Bir gayrimenkulün üzerinde bulunan altyapı, bina veya yapılar da bir nevi yük anlamına gelirken; bazı yükler bir gayrimenkulün devredilmesi işlemini dahi durdurabilir. Özellikle yatırımcılar ilgilendikleri bir arsa veya gayrimenkulde bu noktayı araştırırken, gayrimenkul sahiplerinin de taşınmaz yükü ile ilgili karşılaştıkları problemleri bilmesi ve bu sorunları ortadan kaldırmak için sorumluluklarını yerine getirmesi gerekebilmektedir.

Taşınmaz Yükü Nedir?
Taşınmaz yükü, bir gayrimenkul üzerinde başkası adına kurulmuş belirli bir hak anlamına gelmektedir. Bu hak sayesinde gayrimenkul sahibi ya da yükümlü belirli bir davranışta bulunmak zorunda kalabileceği gibi belirli bir ödeme yapma mecburiyetinde de kalabilir.
Taşınmaz yükü kavramında taşınmazın maliki belirli sorumlulukları yerine getirmek zorunda bırakılır. Yani kavramdan anlaşılabileceği üzere taşınmazın sahibine yüklediği bir yük ortaya çıkar. Örnek olarak taşınmazın belirli bir kişi veya kurum lehine olacak şekilde taşınmaz sahibinin mal varlığı veya taşınmazına ait kullanımı açısından bir sorumluluğu yerine getirme borcu ortaya çıkar. Keza gayrimenkul sahibi bu yükümlülüğü yerine getirerek, yükü ortadan kaldırmadığı sürece sahip olduğu taşınmaz üzerinde tasarruflarını da kullanma hakkına sahip olmayabilir.
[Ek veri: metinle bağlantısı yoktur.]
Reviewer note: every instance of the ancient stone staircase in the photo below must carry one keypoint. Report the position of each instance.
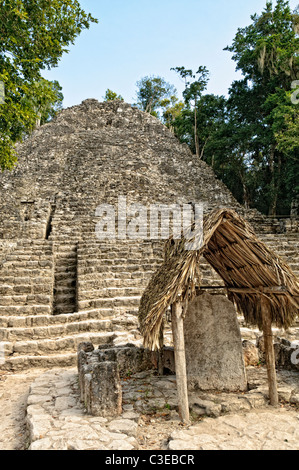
(55, 295)
(65, 279)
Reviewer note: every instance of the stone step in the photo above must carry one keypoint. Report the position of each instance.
(54, 331)
(20, 310)
(111, 292)
(13, 290)
(119, 275)
(32, 273)
(105, 282)
(48, 346)
(116, 269)
(25, 300)
(19, 363)
(60, 358)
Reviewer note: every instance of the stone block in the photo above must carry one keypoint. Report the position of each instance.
(105, 390)
(213, 344)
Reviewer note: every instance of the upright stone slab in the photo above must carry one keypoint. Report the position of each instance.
(105, 390)
(213, 345)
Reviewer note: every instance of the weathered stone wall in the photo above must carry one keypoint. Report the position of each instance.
(91, 154)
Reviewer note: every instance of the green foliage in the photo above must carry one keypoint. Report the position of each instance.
(33, 36)
(194, 87)
(267, 54)
(112, 96)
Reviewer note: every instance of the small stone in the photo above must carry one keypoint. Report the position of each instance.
(125, 426)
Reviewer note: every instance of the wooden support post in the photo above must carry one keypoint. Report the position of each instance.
(180, 361)
(269, 352)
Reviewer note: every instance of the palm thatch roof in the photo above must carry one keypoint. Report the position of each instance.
(247, 266)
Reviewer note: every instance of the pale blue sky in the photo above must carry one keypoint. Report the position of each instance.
(138, 38)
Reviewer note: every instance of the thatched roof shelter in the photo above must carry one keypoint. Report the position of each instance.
(247, 266)
(261, 285)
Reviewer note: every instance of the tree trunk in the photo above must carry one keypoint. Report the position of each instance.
(195, 131)
(269, 352)
(180, 361)
(275, 181)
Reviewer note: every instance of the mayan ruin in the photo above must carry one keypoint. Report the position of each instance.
(62, 287)
(149, 245)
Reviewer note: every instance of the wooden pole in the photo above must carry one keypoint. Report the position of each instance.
(180, 361)
(269, 352)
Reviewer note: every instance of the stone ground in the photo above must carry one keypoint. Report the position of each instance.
(40, 410)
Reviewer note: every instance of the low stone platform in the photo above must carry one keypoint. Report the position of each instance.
(57, 419)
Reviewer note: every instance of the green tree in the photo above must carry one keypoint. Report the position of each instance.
(151, 92)
(195, 84)
(112, 96)
(34, 34)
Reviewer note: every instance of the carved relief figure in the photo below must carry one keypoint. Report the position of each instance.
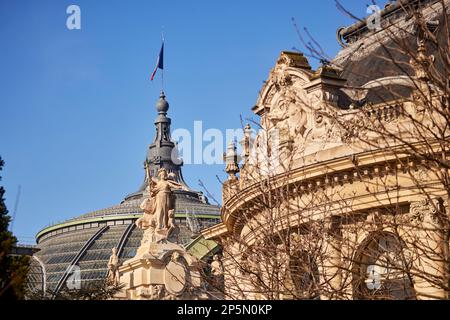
(158, 206)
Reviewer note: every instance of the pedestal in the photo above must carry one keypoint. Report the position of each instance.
(161, 271)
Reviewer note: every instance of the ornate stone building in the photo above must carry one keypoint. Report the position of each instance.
(343, 193)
Gayrimenkuller üzerine bu tarz bir yük yüklendiğinde halihazırdaki gayrimenkul sahibi bu sorumluluğa sahip olduğu gibi yükümlülük ortadan kalkmadığı sürece satış ile gayrimenkule sahip olan yeni kişiler de aynı yüke sahip olur. Çünkü taşınmaz yükü belirli bir ifayı gerçekleştirmek veya ödemeyi yapma mecburiyetini tapu siciline şerh şeklinde işlerken, sınırlı bir ayni hak ortaya çıkarır. Çoğu zaman proje, hizmet oluşturma veya gelir payı paylaşımı gibi noktalarda hak sahibi olan kişinin menfaatine taşınmaz sayesinde güvence altına almak için uygulanır. Akla direkt olarak bankaların uyguladığı ipotek ve rehin gibi işlemler gelse de oluşturulan koşul doğrudan paraya dönüştürülen bir teminattan çok görevin yerine getirilmesidir.
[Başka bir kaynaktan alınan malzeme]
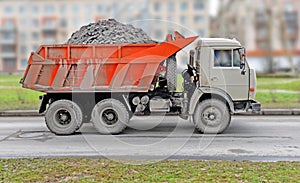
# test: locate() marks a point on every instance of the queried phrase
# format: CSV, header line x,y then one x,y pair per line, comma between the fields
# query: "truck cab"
x,y
219,70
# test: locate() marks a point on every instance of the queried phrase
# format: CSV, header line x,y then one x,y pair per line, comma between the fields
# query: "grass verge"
x,y
103,170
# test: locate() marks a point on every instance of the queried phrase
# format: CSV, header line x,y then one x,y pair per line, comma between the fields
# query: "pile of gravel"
x,y
109,32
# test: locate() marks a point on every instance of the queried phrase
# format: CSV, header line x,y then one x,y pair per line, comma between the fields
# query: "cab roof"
x,y
219,42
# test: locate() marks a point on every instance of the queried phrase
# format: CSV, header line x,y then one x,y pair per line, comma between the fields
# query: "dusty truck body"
x,y
107,84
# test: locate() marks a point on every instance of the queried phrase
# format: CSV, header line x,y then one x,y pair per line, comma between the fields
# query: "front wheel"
x,y
110,116
211,116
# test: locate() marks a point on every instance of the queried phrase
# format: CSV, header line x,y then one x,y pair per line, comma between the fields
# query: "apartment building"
x,y
24,25
269,29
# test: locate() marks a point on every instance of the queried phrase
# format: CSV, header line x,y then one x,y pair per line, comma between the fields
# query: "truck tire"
x,y
110,116
211,116
63,117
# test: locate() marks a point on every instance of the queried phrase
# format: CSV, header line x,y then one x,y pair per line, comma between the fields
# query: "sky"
x,y
214,4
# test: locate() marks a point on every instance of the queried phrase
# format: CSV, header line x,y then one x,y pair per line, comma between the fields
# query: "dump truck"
x,y
107,84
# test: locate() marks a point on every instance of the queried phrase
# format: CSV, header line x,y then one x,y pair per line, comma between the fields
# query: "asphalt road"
x,y
256,138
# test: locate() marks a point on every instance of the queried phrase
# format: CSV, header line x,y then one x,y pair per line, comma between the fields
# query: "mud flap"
x,y
45,101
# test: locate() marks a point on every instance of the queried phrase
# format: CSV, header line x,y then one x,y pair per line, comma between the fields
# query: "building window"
x,y
35,23
8,9
23,50
63,23
183,19
35,9
35,36
88,8
8,49
184,6
75,9
63,8
158,34
236,58
200,32
101,8
223,58
49,9
171,6
23,22
22,9
23,36
8,35
198,5
157,6
75,22
198,19
289,6
262,32
9,23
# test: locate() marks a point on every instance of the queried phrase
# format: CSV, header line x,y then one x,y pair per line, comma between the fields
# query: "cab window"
x,y
223,58
236,58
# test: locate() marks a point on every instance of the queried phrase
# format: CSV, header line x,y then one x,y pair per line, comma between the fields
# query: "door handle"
x,y
214,79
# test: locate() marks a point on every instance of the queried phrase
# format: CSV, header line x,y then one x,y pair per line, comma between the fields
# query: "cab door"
x,y
226,74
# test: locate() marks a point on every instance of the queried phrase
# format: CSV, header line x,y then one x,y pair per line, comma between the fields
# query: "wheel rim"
x,y
109,116
63,117
211,116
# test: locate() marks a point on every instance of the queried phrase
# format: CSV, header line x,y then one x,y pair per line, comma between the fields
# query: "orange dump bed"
x,y
98,68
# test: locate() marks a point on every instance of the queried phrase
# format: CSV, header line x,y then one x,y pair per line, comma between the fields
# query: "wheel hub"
x,y
110,117
63,117
211,116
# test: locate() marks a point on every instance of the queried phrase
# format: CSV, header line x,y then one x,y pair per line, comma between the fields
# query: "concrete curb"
x,y
19,113
32,113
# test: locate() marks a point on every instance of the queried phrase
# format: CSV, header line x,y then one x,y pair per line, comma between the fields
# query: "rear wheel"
x,y
110,116
63,117
211,116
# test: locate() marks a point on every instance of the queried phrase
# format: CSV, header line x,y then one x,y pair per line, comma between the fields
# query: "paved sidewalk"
x,y
263,112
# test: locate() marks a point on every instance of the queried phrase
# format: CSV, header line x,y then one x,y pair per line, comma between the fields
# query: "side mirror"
x,y
242,65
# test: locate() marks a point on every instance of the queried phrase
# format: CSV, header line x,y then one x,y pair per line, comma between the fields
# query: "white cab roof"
x,y
219,42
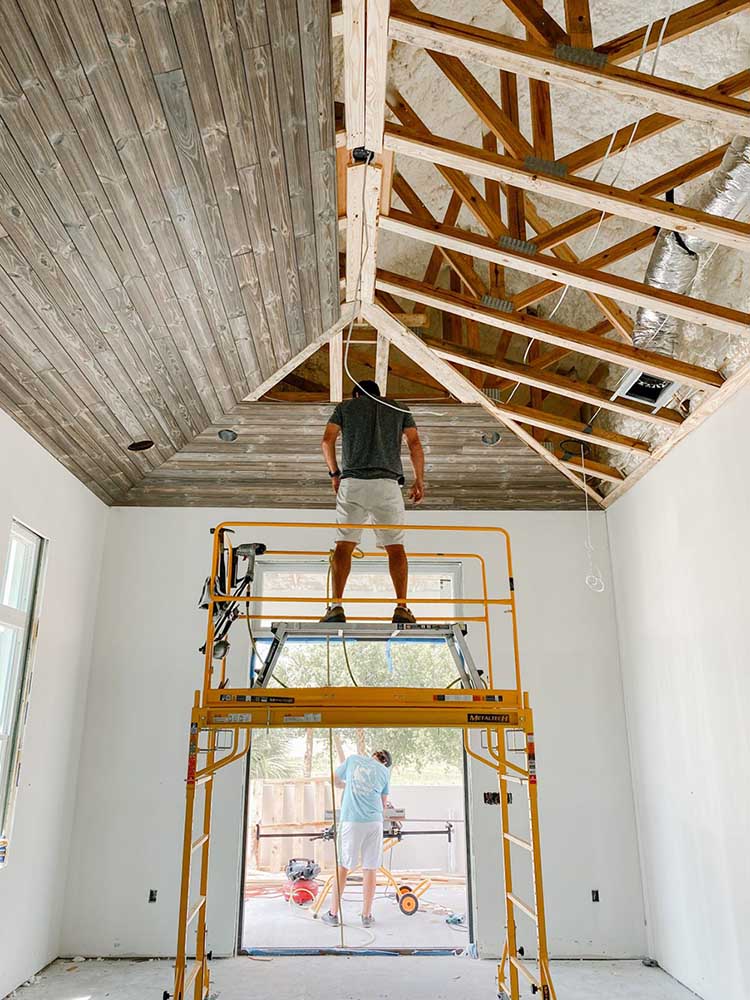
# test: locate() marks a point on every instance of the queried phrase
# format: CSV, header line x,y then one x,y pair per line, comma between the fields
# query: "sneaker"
x,y
335,613
403,616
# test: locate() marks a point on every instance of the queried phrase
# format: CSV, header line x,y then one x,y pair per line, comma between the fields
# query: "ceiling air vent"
x,y
649,389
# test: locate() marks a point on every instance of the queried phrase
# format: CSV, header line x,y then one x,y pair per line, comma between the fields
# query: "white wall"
x,y
681,556
130,801
37,490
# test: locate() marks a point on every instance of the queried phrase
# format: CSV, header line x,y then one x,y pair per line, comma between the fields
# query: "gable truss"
x,y
513,164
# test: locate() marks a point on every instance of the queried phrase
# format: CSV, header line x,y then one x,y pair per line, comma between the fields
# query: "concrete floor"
x,y
345,978
272,923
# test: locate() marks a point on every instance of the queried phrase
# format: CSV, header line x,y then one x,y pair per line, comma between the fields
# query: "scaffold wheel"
x,y
408,903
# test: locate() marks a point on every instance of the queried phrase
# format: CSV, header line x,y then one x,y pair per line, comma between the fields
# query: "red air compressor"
x,y
301,886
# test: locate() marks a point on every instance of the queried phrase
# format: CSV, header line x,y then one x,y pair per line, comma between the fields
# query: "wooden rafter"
x,y
461,387
447,43
578,23
658,185
681,23
705,314
539,24
581,341
449,154
280,374
533,376
644,128
483,211
503,52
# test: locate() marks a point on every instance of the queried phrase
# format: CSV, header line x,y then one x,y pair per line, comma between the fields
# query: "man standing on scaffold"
x,y
368,490
366,783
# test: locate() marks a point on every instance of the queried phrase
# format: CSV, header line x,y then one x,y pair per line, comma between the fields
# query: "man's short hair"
x,y
366,387
384,757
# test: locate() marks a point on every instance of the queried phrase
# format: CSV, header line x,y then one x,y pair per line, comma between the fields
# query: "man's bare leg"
x,y
343,875
398,567
369,878
341,565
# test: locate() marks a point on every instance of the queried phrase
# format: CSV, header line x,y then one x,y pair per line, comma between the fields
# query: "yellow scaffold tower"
x,y
223,718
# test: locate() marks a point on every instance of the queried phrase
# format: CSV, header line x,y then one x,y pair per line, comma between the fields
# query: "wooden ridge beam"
x,y
705,314
584,392
580,341
467,41
594,152
461,387
680,23
593,470
459,156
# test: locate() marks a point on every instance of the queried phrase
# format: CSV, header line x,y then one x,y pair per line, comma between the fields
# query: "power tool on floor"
x,y
301,887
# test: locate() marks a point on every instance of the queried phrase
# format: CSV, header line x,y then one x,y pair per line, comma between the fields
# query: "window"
x,y
18,604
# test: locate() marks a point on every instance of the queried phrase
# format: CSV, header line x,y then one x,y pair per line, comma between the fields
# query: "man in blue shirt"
x,y
366,783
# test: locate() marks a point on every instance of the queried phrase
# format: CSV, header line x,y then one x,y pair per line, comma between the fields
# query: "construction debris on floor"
x,y
346,978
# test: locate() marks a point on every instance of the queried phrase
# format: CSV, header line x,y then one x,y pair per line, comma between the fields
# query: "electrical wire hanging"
x,y
594,579
626,151
364,246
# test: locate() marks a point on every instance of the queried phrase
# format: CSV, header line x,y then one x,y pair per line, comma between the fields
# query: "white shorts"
x,y
369,501
363,840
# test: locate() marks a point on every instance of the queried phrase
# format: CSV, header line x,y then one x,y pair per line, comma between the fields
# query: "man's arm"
x,y
328,447
416,454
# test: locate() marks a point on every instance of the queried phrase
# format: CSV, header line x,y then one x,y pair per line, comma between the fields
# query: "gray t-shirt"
x,y
371,438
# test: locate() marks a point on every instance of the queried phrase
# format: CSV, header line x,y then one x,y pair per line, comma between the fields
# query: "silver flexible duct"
x,y
676,258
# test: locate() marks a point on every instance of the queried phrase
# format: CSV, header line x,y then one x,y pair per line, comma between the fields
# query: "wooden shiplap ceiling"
x,y
276,462
167,217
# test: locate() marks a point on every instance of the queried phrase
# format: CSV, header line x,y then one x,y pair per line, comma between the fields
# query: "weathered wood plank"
x,y
197,62
223,36
260,75
290,95
269,351
156,32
Taşınmaz yükü nedeni ile gayrimenkul sahibi üzerinde bir edim borcu ortaya çıkarken, bazen para ödemesi yapılması bazen taşınmazın kullanım şeklinde sorumluluklar ortaya çıkar. Yüklenen bu borcu yerine getirmekile yükümlü olurken, hak sahibi ise ihlal gerçekleştirmeden bu hakkından yararlanmalıdır. Zira bu yük taraflar arasındaki anlaşmaya göre şekillenirken; yükümlülüklerin nasıl yerine getirileceği ve yerine getirilmediğinde hangi durum ile karşılaşılacağı da önceden açıklanır.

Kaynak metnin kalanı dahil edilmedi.